If you’re still upset with the company over the anti-gay emoji, it’s time to learn that it was nothing more than a glitch that’s not even Apple’s doing; it’s Unicode!
Unicode Consortium basically assigns each text, symbol, and emoji their own number as a way to identify them, so, when playing with the code, people were able to put a strike-through circle over any emoji, and it doesn’t even work on all devices.
The anti-gay emoji still made its way to social media, but instead of an uproar, many members of the LGBTQ+ community made fun of the situation and started using the new “anti-pride” flag as a joke.
It was as if we all knew there was no way this could be real. Apple is lucky, again, that this community has the best sense of humor.

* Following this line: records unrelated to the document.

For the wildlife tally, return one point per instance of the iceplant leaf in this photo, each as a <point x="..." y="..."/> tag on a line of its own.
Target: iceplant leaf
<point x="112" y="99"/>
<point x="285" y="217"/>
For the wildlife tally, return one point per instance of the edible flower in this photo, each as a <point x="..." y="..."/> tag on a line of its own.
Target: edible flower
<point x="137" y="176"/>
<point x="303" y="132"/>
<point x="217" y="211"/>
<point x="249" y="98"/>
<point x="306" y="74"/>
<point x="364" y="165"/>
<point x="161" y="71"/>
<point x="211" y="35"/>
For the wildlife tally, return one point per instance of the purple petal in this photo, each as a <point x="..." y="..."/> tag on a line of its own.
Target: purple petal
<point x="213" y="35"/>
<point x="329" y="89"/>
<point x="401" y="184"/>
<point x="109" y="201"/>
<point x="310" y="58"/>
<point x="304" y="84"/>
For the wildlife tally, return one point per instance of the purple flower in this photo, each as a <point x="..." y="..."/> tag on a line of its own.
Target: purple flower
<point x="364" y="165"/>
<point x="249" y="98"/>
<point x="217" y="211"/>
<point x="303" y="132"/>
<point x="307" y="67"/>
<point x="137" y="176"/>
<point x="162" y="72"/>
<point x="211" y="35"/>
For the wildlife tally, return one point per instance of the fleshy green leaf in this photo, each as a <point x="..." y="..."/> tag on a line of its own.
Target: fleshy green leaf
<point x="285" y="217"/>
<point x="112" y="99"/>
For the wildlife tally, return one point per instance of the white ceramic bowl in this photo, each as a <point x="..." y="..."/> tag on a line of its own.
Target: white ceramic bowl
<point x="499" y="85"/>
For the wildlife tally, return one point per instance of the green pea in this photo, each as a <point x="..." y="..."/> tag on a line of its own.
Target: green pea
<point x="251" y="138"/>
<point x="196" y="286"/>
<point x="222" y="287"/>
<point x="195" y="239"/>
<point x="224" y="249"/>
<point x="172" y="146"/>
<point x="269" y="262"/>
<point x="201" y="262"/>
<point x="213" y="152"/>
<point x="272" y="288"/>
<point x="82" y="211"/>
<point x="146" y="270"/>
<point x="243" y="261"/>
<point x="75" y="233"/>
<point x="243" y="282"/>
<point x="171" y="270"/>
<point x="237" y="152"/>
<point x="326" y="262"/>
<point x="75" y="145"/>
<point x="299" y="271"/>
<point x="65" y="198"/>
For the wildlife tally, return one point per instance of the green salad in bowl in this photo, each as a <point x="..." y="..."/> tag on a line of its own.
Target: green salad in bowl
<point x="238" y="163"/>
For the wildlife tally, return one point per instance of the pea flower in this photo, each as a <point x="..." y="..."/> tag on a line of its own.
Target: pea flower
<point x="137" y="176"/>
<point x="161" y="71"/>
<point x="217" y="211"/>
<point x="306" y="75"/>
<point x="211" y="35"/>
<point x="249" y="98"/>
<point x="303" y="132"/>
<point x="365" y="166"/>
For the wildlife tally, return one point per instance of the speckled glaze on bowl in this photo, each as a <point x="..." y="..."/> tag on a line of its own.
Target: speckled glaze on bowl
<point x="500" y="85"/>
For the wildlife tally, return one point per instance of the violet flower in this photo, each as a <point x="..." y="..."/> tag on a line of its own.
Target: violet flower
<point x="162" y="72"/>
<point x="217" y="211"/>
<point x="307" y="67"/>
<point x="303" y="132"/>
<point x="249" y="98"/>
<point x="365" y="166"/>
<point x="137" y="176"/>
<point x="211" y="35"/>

However, this does bring up a few questions: What if the emoji was real? Why should we care?
Apple releasing anything anti-gay in 2019 would be not only harmful for their business and a PR disaster, but harmful for a community that’s already been struggling to gain support and awareness.
This is because when you tell a member of the community that you are “anti-LGBT,” you tell them “I am anti-YOU.” You tell them you don’t agree with the way they choose to love and express themselves.
It’s not just an opinion. It stops being just an opinion when it starts having a negative effect on the lives of others.
To make this clear: you thinking pineapple doesn’t belong on pizza is just an opinion. The pineapple does not care what you think. It knows its worth, and is loved by many.
So, the homophobes lose this round: There is no real anti-gay emoji.
As for Apple, the company should be relieved but also take this situation as a warning. If this were real, many people would be upset.
Real emojis are never created on accident.